Quantitative analysis of outcomes vs PMs at the individual level
Leading Complex Projects takes a unique approach to post-mortem analysis to provide project managers with invaluable insight. For the first time, individual PM characteristics are quantitatively linked to project outcomes through a major study investigating the role of project leadership in the success and failure of complex industrial projects; hard data on the backgrounds, education, and personality characteristics of over 100 directors of complex projects is analyzed against the backdrop of project performance to provide insight into controllable determinants of outcomes. By placing these analyses alongside their own data, PMs will gain greater insight into areas of weakness and strength, locate recurring obstacles, and identify project components in need of greater planning, oversight, or control.
The role of leadership is to deliver results; in project management, this means taking responsibility for project outcomes. PMs are driven by continuous improvement, and this book provides a wealth of insight to help you achieve the next step forward.

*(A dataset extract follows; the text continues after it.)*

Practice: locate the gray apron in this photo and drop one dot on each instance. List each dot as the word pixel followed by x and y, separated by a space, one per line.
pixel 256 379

- Understand why small, simple projects consistently outperform larger, more complex projects
- Delve into the project manager's role in generating successful outcomes
- Examine the data from over 100 PMs of complex industrial projects
- Link PM characteristics to project outcome to find areas for improvement
Complex industrial projects from around the world provide a solid basis for quantitative analysis of outcomes―and the PMs who drive them. Although the majority of the data is taken from projects in the petroleum industry, the insights gleaned from analysis are widely applicable across industry lines for PMs who lead complex projects of any stripe. Leading Complex Projects provides clear, data-backed improvement guidance for anyone in a project management role.
Traditional approaches to analyzing project outcomes tend to focus narrowly on quantifiable factors such as objectives, quality, cost, and schedules. While such approaches may provide valuable information on an individual project's strengths they provide very little in way of guidance and lessons on why some leaders are able to deliver a track record of superior projects while others, often in the same organization, cannot. This may explain why large, complex projects continue to fail at an alarming rate. While many contemporary authors on project analysis pay lip service to "intangible" factors, such as leadership, relationships, and cultural alignment, virtually all of them continue to focus doggedly on the aforementioned and traditional management processes to the exclusion of all else. Until now.
In Leading Complex Projects authors Edward W. Merrow and Neeraj S. Nandurdikar unveil a revolutionary, data-driven approach to quantifying the human side of project management. More importantly, they show PMs how to apply that original approach to virtually any complex, large-scale project for outstanding outcomes and continuous improvement.
In developing the approach, the authors drew upon data derived from the proprietary Independent Project Analysis, Inc. database, which includes crucial information on thousands of complex large-scale projects across a range of industries worldwide. They also conducted interviews--many of which are summarized in the interview section of this book--with hundreds of leaders of complex projects in various industries. With that information in hand, along with their decades of experience consulting executives and project leaders around the globe, they developed a rigorous framework and a set of metrics for quantifying project performance in terms of critical human factors as they relate to project leadership generally and to the personalities, habits and traits of the project leaders themselves.
Thanks to the revolutionary approach described in Leading Complex Projects, "intangible" human factors, and project leader's personalities, habits of mind, behaviors and traits can, for the first time, be quantitatively linked to project outcomes. More importantly, the approach provides PMs powerful insights into their individual strengths and weaknesses as leaders. By placing the authors' analyses alongside their own project data, PMs will more accurately zero in on recurring obstacles and identify project components in need of greater planning, oversight, or control. They will learn how to better inspire, motivate, and empower their teams. And they will dramatically boost their success profiles and more fully achieve every project manager's goal of continuous improvement.